Chhath Mahaparva: India’s next UNESCO nomination for the 2026–27 cycle
India is pursuing a multinational nomination for Chhath Mahaparva targeting the 2026–27 inscription cycle. The Ministry of Culture convened a consultation at the Indira Gandhi National Centre for the Arts (IGNCA) in New Delhi with diplomatic representatives of the United Arab Emirates, Suriname and the Netherlands — countries with significant Indian diaspora communities where Chhath is actively practiced. All three confirmed their cooperation for the joint nomination.
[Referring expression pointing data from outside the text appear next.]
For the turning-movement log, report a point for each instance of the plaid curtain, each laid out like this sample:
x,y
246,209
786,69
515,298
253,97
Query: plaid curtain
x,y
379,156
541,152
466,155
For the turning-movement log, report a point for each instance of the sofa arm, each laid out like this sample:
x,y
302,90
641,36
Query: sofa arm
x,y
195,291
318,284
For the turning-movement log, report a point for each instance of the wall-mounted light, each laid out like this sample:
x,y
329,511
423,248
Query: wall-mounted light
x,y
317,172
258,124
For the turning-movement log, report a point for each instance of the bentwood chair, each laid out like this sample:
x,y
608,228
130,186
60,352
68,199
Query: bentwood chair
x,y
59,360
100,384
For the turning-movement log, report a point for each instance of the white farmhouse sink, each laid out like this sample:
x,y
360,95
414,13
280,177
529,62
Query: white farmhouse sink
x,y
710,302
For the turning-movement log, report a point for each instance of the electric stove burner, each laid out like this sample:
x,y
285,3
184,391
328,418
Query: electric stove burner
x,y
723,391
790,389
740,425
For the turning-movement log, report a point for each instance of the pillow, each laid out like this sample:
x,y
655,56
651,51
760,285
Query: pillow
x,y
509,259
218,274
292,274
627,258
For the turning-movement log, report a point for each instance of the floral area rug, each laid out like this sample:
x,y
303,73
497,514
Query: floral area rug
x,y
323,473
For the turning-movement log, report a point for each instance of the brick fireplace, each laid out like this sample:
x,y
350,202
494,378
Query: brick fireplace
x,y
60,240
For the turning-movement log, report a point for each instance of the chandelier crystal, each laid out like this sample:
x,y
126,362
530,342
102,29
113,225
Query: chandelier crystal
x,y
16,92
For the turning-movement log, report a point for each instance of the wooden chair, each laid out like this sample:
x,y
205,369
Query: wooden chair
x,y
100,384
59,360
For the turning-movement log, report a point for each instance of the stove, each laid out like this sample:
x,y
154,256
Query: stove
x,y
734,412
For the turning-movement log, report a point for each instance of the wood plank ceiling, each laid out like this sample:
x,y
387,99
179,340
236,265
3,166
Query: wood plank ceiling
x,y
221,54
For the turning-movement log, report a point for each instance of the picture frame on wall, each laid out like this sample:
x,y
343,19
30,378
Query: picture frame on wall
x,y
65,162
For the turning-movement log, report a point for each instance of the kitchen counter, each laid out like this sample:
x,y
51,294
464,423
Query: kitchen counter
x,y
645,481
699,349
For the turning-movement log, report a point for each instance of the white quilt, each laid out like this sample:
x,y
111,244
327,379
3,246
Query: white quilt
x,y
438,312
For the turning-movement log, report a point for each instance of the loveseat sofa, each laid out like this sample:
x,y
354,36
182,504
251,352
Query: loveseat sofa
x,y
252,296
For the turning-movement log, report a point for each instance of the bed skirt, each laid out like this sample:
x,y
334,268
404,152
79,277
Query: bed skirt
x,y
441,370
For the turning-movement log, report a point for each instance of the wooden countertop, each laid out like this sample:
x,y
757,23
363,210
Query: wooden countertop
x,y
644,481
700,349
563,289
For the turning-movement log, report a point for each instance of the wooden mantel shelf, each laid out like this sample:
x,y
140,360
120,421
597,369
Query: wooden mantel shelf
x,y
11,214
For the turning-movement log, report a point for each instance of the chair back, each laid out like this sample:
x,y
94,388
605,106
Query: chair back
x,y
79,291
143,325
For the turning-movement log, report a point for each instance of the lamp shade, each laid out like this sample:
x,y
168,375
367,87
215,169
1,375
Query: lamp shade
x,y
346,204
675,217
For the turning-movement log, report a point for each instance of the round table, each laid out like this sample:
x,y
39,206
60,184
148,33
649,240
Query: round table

Chhath Mahaparva is dedicated to the Sun God and Goddess Chhathi Maiya and is observed primarily in Bihar, Jharkhand, Uttar Pradesh and West Bengal, with diaspora communities in Mauritius, Fiji, Suriname, the UAE and the Netherlands carrying the tradition overseas. UNESCO would recognise it for its ecological ethos — rituals are performed on riverbanks — and its egalitarian character: participation transcends caste, creed and religion, with no priestly intermediary required.
India’s standing among 157 countries and 849 global ICH practices
To place India’s 16 in context: UNESCO’s combined ICH lists now cover 849 cultural practices across 157 countries that have ratified the 2003 Convention. All 16 of India’s inscribed elements sit on the Representative List; none have been placed on the Urgent Safeguarding List, which signals that India’s national safeguarding mechanisms are considered adequate for every practice it has nominated so far.
The 2025 session, hosted in New Delhi, added 67 new global elements across the lists — a significant single-session addition that reflects UNESCO’s accelerating pace of recognition as more countries ratify the Convention and build nomination capacity.
India both hosted the 2025 Committee session and had Deepavali inscribed at it — a combination that has not occurred for any other country in the programme’s history. The Ministry of Culture’s website publishes updates on the Chhath Mahaparva dossier as it moves through UNESCO’s review cycle for 2026–27, making it the clearest signal yet of where India’s cultural diplomacy is headed next.
Frequently Asked Questions
How many UNESCO intangible cultural heritage elements does India have?
India has 16 elements inscribed on UNESCO’s Representative List of the Intangible Cultural Heritage of Humanity as of December 2025, when Deepavali became the most recent addition at the 20th Committee session in New Delhi.
What is the latest UNESCO intangible cultural heritage addition from India?
Deepavali was inscribed on 10 December 2025 at the 20th session of the Intergovernmental Committee, held at the Red Fort in New Delhi. It is recognised under the domain of social practices, rituals and festive events.
Which Indian element is shared with other countries on the UNESCO ICH list?
Nowruz (Navroz), the Persian New Year celebrated by India’s Parsi community, was inscribed in 2016 as a multinational element co-shared with 12 other countries including Iran, Afghanistan, Azerbaijan and Kazakhstan.
What is India’s next UNESCO intangible cultural heritage nomination?
India is pursuing a multinational nomination for Chhath Mahaparva in the 2026–27 cycle, in partnership with the UAE, Suriname and the Netherlands, where the festival is practiced by Indian diaspora communities.
Which body prepares India’s UNESCO ICH nominations?
The Sangeet Natak Akademi, an autonomous institution under India’s Ministry of Culture, is the national nodal agency that prepares all UNESCO ICH nomination dossiers. An element must first enter India’s National Inventory before a UNESCO dossier can be submitted.
Is there any UNESCO ICH element from India on the Urgent Safeguarding List?
No. All 16 of India’s inscribed elements are on the Representative List. None are on the Urgent Safeguarding List, which indicates that India’s national safeguarding measures are considered adequate for each practice.